Economy's Signals Still Mixed On Consumers, Jobs : The Two-Way Some store sales are being credited to consumers hitting air conditioned malls to escape the heat.
NPR logo Economy's Signals Still Mixed On Consumers, Jobs

Economy's Signals Still Mixed On Consumers, Jobs

With consumer spending being as massive a part of the economy as it is — more than two-thirds of all economic activity — there's always much attention paid to monthly retail sales figures which major retailers report the first Thursday of every month.

So that retail sales for June rose more than analysts had predicted certainly seems like good news at first blush.

But happy days are definitely not here again based on a closer reading of the data.

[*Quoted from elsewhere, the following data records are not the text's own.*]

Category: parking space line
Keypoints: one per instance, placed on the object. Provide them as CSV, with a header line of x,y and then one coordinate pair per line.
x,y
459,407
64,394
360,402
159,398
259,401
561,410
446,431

Some of those sales are being credited to consumers hitting air conditioned malls as they tried to beat the heat in June.

And some retailers like the Gap and TJX Co. had lower sales than retail analysts had forecast.

Meanwhile, many of the sales were driven by discounting and promotions which typically reduce retailer profits or even produce losses.

A snippet from Bloomberg News:

“Department stores benefited toward the end of the month from the excess heat across the country, particularly in the northeast but also out west,” said Ken Perkins, president of Retail Metrics. “Results were clearly mixed, and there was selective buying going on.”

July results may be similar, Perkins said, citing increased clearance sales in the first half and more hot weather across the U.S. While more people visited shopping centers, some of that traffic failed to translate into purchases, leading more than half of retailers to miss projections, Swampscott, Massachusetts-based Retail Metrics said.

On the jobs front, the Labor Department reported that weekly jobless unemployment insurance claims fell by 21,000 to 454,000, a bigger drop than economists had expected.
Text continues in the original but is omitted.